For those who do CUDALucas work, could a table be derived which would show where the "sweat spots" (and the related FFT length) are for the ranges currently being worked?

This thought comes out of discussions Kracker and LaurV recently had as to where their kit's best (read: most efficient) work area was for DCing.

[Karl M Johnson]

Such a table will be highly beneficial, but I could only compile it by using Cudalucas with constantly increasing exponents.
I've seen people estimate FFT lengths based on exponent size.
Is there a formula for approximate FFT size, which is based on exponent?
Or is it a rule of thumb?

[LaurV]

The numbers are system-dependent (i.e. GPU mostly). A table will only have guidance character, but the user still need to bench its own system for the range of the expos he is doing. You will be very surprised!
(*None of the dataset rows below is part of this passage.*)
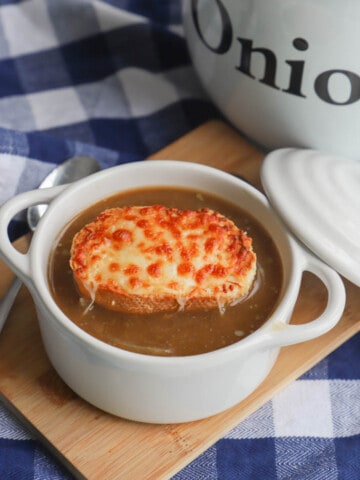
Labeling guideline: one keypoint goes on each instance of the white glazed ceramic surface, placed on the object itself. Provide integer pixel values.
(286, 73)
(322, 205)
(158, 389)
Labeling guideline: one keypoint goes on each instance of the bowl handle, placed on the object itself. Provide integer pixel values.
(281, 333)
(19, 262)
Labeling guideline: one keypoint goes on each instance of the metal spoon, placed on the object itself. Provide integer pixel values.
(73, 169)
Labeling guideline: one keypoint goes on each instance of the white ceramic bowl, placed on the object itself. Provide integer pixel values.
(159, 389)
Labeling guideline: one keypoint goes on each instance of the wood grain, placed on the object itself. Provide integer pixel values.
(95, 445)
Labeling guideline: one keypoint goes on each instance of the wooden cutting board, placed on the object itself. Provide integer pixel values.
(95, 445)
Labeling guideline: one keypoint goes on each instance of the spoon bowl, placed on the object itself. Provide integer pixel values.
(71, 170)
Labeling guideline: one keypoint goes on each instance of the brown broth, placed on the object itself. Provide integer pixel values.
(170, 334)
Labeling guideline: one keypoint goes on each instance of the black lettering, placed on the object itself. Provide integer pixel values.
(245, 62)
(297, 69)
(226, 36)
(321, 86)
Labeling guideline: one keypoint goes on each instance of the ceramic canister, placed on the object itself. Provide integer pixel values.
(286, 73)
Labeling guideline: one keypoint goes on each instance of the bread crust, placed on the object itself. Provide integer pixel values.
(148, 259)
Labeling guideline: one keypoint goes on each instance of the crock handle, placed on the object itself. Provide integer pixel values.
(19, 262)
(282, 334)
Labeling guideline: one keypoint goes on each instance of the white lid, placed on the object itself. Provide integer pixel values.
(318, 197)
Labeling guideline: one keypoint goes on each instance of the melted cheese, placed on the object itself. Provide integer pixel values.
(160, 251)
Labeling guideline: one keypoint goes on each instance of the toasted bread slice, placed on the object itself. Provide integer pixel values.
(147, 259)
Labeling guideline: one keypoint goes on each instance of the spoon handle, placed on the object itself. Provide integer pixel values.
(8, 300)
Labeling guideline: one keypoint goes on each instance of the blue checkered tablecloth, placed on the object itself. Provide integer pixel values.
(113, 79)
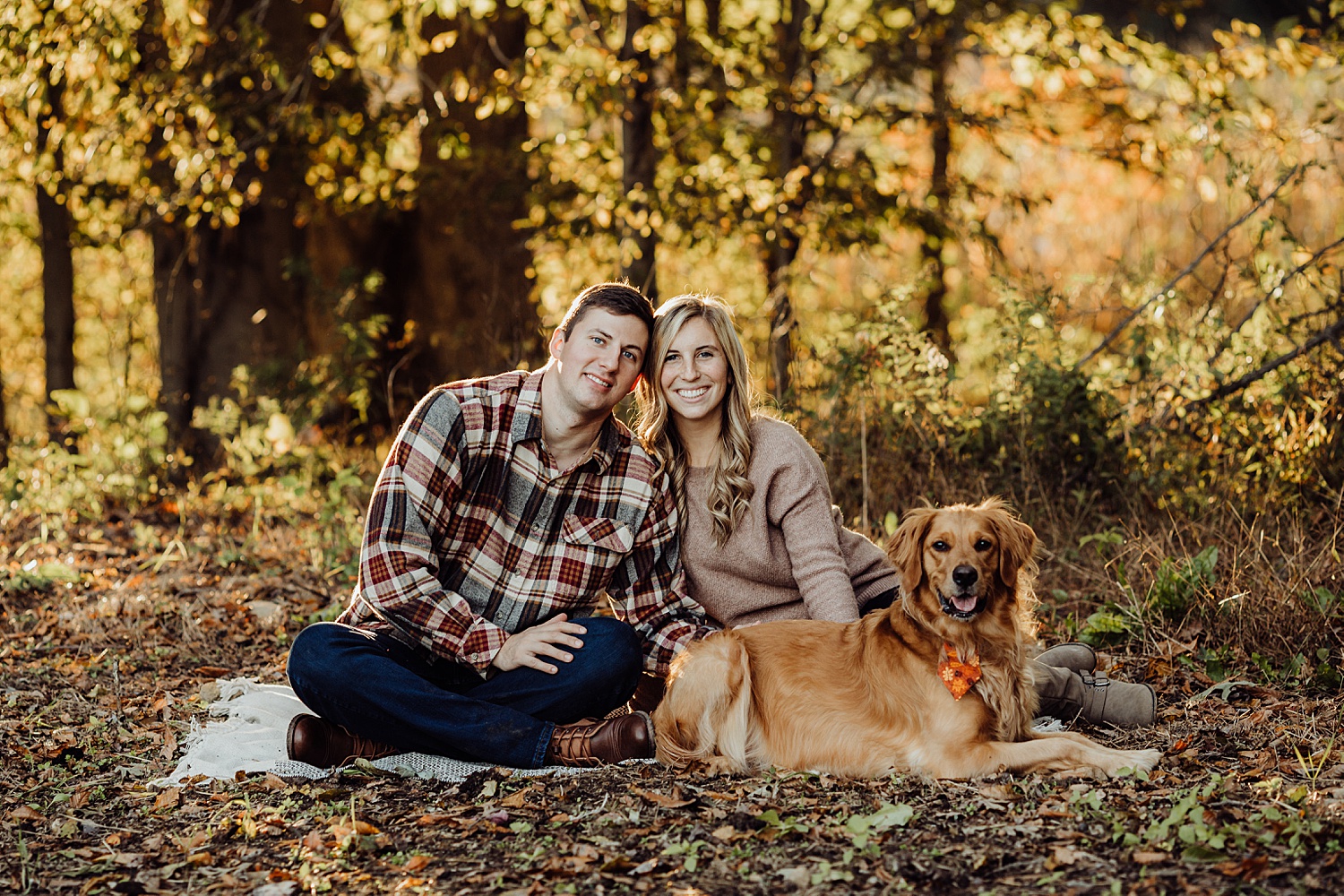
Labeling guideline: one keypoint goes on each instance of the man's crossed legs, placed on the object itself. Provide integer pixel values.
(387, 699)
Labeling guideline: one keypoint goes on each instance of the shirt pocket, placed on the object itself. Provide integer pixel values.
(590, 549)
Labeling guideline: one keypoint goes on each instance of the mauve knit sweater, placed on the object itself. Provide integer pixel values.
(788, 557)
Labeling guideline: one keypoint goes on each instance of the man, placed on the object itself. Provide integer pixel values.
(505, 508)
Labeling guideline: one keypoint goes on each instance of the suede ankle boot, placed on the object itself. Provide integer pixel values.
(1069, 694)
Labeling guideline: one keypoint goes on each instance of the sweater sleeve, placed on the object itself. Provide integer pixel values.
(798, 505)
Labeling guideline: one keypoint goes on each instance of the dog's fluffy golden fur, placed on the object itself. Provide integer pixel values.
(863, 699)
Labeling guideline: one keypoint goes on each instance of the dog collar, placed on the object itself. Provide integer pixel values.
(957, 676)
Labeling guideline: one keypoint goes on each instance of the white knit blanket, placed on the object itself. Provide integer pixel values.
(247, 726)
(246, 732)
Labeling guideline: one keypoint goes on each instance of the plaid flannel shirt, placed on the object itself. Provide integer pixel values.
(470, 536)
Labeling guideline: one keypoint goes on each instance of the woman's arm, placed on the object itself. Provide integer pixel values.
(798, 505)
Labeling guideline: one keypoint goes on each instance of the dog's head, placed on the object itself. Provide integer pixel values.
(962, 562)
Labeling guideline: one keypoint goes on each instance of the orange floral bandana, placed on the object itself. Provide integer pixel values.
(956, 675)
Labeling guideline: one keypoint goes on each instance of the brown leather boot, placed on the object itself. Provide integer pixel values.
(1069, 694)
(327, 745)
(594, 743)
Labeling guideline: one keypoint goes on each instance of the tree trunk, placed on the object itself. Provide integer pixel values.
(230, 296)
(4, 427)
(780, 253)
(935, 222)
(639, 159)
(58, 276)
(460, 269)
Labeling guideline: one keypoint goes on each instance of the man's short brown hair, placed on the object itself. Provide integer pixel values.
(615, 297)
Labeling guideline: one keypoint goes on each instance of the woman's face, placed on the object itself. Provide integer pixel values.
(695, 373)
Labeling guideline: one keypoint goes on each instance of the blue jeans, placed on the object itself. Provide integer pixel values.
(382, 689)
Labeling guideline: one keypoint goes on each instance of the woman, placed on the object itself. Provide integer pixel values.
(760, 536)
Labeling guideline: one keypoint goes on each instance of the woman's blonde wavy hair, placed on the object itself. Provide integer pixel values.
(730, 490)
All this discussion we already had for cudaLucas, when Dubslow repeatedly changed (see following posts there) the table used for FFT selection in that program. We got a list with those best FFT's for different cards, including for Tesla, or for Titan, (and if you dig around those posts, there is a lot of info, say read 4-5 pages back and forth, from about page 150, in the cudaLucas thread), which table is partially embedded into cudaLucas 2.04, and it is doing well for my gtx580, but still has some "small flicks" here and there. I always do my tuning when I switch exponents/ranges.
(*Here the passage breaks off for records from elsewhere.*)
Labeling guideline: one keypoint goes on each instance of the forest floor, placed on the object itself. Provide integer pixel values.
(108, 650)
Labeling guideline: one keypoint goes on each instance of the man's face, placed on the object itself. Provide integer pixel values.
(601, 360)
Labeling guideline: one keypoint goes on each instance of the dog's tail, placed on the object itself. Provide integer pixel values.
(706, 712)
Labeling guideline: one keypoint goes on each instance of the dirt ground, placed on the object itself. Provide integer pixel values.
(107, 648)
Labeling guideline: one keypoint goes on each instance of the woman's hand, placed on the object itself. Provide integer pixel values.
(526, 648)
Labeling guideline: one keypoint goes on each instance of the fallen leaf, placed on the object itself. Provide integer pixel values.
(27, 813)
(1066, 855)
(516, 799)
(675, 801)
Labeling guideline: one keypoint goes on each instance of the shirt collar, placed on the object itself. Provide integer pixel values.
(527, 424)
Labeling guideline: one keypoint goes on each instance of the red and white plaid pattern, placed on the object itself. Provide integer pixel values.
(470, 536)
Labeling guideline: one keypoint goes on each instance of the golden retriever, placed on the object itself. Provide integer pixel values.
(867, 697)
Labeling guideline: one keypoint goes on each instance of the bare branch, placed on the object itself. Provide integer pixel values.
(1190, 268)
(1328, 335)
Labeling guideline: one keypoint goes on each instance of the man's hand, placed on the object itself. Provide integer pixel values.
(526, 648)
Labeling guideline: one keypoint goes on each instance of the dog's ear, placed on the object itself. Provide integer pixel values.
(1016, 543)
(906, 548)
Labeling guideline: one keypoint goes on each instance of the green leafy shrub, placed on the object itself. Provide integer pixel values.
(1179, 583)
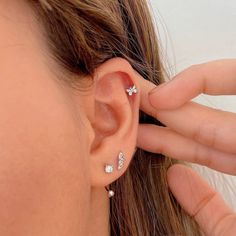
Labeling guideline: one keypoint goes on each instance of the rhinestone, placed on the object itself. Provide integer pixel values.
(121, 160)
(111, 193)
(108, 168)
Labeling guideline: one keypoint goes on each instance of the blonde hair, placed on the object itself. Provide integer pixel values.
(83, 34)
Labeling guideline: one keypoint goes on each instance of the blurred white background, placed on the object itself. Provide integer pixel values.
(193, 32)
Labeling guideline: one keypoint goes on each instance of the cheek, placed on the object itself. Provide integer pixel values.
(43, 158)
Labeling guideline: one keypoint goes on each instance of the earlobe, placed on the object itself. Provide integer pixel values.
(115, 124)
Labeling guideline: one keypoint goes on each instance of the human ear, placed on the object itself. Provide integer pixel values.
(115, 119)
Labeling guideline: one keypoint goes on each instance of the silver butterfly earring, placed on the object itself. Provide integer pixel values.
(131, 90)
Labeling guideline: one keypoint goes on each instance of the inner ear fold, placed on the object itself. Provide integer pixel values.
(112, 106)
(115, 124)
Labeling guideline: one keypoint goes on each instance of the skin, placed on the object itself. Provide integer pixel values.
(197, 134)
(52, 149)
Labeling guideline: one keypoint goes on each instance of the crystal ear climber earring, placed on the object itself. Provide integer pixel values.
(108, 168)
(110, 192)
(121, 160)
(131, 90)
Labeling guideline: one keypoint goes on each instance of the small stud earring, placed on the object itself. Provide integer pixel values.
(121, 160)
(108, 168)
(131, 90)
(111, 193)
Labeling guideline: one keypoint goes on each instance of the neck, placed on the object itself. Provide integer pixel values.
(99, 215)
I mean, the just-written tutorial is nice, and kudos/kotgw to Karl for putting all together, but re-negotiating the same things every 4 months is a bit bothering, don't you think?
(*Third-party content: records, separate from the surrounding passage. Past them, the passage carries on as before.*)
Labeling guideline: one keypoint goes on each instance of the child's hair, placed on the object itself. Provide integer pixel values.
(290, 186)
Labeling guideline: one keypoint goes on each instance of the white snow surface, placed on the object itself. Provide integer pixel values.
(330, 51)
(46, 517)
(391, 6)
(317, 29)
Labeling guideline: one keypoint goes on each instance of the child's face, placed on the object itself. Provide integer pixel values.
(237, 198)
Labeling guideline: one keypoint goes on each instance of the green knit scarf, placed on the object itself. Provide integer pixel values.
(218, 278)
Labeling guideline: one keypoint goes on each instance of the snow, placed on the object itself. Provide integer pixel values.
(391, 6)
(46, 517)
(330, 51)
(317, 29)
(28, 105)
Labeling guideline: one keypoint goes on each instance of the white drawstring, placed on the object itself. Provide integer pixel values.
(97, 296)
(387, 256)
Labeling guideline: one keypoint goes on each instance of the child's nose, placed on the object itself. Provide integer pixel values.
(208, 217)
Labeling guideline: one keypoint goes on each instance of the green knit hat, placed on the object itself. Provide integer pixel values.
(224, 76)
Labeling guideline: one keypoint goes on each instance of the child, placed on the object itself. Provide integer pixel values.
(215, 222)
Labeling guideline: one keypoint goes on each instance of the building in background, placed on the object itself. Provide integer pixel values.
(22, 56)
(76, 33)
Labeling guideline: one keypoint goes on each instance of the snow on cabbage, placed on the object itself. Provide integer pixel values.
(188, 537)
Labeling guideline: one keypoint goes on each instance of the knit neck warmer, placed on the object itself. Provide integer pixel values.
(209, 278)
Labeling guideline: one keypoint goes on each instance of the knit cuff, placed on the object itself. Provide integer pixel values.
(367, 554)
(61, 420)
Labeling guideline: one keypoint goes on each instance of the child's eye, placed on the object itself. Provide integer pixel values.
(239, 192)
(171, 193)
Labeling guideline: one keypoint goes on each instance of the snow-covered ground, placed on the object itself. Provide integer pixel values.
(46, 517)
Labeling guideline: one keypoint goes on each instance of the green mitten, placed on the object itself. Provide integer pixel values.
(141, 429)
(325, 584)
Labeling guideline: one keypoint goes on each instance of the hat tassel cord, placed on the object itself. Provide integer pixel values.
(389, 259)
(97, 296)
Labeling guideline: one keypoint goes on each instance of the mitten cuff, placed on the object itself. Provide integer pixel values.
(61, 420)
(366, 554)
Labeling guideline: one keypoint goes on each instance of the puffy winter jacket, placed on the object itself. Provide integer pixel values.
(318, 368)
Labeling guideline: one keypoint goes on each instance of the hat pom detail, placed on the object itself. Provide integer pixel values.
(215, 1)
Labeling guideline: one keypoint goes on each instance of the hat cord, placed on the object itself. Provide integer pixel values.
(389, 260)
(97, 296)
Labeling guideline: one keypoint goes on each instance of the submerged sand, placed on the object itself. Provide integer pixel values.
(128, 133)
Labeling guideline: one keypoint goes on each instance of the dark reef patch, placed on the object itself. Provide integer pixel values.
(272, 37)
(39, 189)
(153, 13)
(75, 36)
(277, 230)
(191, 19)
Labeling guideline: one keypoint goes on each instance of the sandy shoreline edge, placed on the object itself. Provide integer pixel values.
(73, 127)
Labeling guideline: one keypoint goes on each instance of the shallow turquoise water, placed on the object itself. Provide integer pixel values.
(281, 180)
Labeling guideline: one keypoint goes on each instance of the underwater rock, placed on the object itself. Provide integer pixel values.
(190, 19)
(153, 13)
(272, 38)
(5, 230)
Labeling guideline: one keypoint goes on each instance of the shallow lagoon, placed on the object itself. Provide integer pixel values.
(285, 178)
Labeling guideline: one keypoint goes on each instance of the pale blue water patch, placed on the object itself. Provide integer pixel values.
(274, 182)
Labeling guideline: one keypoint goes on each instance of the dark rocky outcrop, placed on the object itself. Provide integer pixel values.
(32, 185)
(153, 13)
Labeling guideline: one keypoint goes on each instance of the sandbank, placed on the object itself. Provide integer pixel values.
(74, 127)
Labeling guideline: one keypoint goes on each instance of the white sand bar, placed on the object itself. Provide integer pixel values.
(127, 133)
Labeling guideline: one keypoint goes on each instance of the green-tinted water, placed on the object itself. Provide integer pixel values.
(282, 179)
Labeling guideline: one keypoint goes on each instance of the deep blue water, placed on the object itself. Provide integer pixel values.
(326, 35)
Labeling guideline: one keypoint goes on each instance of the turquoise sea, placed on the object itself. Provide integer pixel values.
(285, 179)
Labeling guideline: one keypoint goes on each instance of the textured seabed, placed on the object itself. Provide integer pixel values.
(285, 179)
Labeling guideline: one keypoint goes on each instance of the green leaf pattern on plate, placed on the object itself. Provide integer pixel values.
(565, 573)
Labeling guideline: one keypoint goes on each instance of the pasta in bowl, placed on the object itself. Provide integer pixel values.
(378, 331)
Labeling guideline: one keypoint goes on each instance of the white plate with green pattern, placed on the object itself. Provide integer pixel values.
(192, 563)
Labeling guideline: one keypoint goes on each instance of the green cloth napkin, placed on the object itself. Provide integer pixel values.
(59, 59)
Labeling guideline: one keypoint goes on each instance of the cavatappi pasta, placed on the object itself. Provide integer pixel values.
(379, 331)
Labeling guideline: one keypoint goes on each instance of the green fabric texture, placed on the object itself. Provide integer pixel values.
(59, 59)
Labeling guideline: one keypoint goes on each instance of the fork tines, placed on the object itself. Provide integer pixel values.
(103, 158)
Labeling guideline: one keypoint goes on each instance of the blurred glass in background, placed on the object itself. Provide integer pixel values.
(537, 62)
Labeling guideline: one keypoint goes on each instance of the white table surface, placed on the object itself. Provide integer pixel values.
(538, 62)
The idea is that if you want to squeeze the last bit of speed from the GPU, you need to tune, anyhow. If not, then let cudaLucas to do its job, he is (almost) very good in doing it. With a "table", you won't be able to beat it (except for few very particular cards/systems), unless you make this table a "book" (one table for one GPU, or so). Of course, there are "guides" about the "granularity" of the FFT (again, see cuLu thread), finer granularities doing better than "some small factors times a big prime", but that is not a rule. There are cases when (depending of the number of threads, card, exponent), for example, x*y*2^2*5 and x*y*2*3^2 are both worse than x*y*19. See concrete example in those lists.

[ewmayer]

Quote:

Originally Posted by Karl M Johnson

I've seen people estimate FFT lengths based on exponent size.
Is there a formula for approximate FFT size, which is based on exponent?
Or is it a rule of thumb?

See here, which is based on the heuristic I developed here. That may need a bit of tweaking if your code gives highly disparate ROEs depending on the odd component of the FFT length, but that could be easily added to the basic functionality.